Pohang’s team decided to aim for the smallest possible depth-sensing system with the widest possible field of view, using the extraordinary light bending abilities of metasurfaces. These 2D nanostructures, one-thousandth the width of a human hair, can effectively be thought of as ultra-thin lenses, constructed from arrays of tiny, precisely shaped individual nanopillar elements. Incoming light is split into multiple directions as it travels across a metasurface, and with the right nanopillar array design, portions of this light can be diffracted at an angle of nearly 90 degrees. A completely flat ultra-fisheye, if you like.
The researchers designed and built a device that sends laser light through a metasurface lens with nanopillars tuned to split it into about 10,000 points, covering an extreme field of view of 180 degrees. The device then interprets the reflected or backscattered light through a camera to provide distance measurements.
“We have proven that we can control the propagation of light from all angles by developing technology that is more advanced than conventional metasurface devices,” said Professor Junsuk Rho, co-author of a new study published in Communication Nature. “It will be an original technology that will enable an ultra-small and full-space 3D imaging sensor platform. »
Light intensity decreases as diffraction angles become more extreme; a point bent at an angle of 10 degrees hit its target at four to seven times the power of a point bent closer to 90 degrees. With the equipment in their lab configuration, the researchers found that they achieved the best results at a maximum viewing angle of 60° (representing a 120° field of view) and a distance of less than 1 m (3. 3 feet) between sensor and object. They say more powerful lasers and more precisely tuned metasurfaces will increase the sweet spot of these sensors, but high resolution at greater distances will always be a challenge with ultra-wide lenses like these.
Another potential limitation here is image processing. The “coherent point drift” algorithm used to decode sensor data into a 3D point cloud is very complex and processing time increases with the number of points. So high-resolution full-frame captures decoding 10,000 points or more will place quite a heavy load on processors, and running such a system at over 30 frames per second will be a big challenge.
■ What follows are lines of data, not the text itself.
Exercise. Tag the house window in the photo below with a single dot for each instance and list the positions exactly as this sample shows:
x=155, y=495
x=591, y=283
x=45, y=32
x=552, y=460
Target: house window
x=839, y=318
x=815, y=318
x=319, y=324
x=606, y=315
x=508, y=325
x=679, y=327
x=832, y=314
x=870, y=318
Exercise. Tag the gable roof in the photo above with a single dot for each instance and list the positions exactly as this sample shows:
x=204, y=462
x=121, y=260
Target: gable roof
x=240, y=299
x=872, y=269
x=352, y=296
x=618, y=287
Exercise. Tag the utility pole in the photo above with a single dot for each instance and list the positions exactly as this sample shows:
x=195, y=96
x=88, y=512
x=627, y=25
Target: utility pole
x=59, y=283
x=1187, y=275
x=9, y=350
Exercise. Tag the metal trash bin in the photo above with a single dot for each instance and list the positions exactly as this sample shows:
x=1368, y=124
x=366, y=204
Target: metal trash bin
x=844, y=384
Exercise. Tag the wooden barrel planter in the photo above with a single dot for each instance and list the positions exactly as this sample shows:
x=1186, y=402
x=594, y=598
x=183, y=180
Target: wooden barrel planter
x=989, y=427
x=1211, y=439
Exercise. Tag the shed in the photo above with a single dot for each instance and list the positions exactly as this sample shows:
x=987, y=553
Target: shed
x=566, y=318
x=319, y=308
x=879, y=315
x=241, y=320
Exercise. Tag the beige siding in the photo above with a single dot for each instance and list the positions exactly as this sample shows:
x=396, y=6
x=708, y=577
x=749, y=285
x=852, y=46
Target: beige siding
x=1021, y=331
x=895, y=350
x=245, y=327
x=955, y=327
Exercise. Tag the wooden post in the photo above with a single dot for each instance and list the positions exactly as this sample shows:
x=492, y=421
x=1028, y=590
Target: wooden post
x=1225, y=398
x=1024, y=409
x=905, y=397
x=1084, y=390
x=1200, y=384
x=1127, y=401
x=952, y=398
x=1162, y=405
On the other hand, these things are incredibly tiny, and metasurfaces can be easily and cheaply fabricated on a huge scale. The team printed one on the curved surface of a set of safety glasses. It is so small that it is barely distinguishable from a speck of dust. And that’s the potential here; Metasurface-based depth mapping devices can be incredibly small and easily integrated into the design of a range of objects, with their field of view set at an angle that makes sense for the application.
The team sees these devices as having huge potential in areas like mobile devices, robotics, self-driving cars, and things like VR/AR glasses. Very neat stuff!
The research is open access in the journal Nature Communication.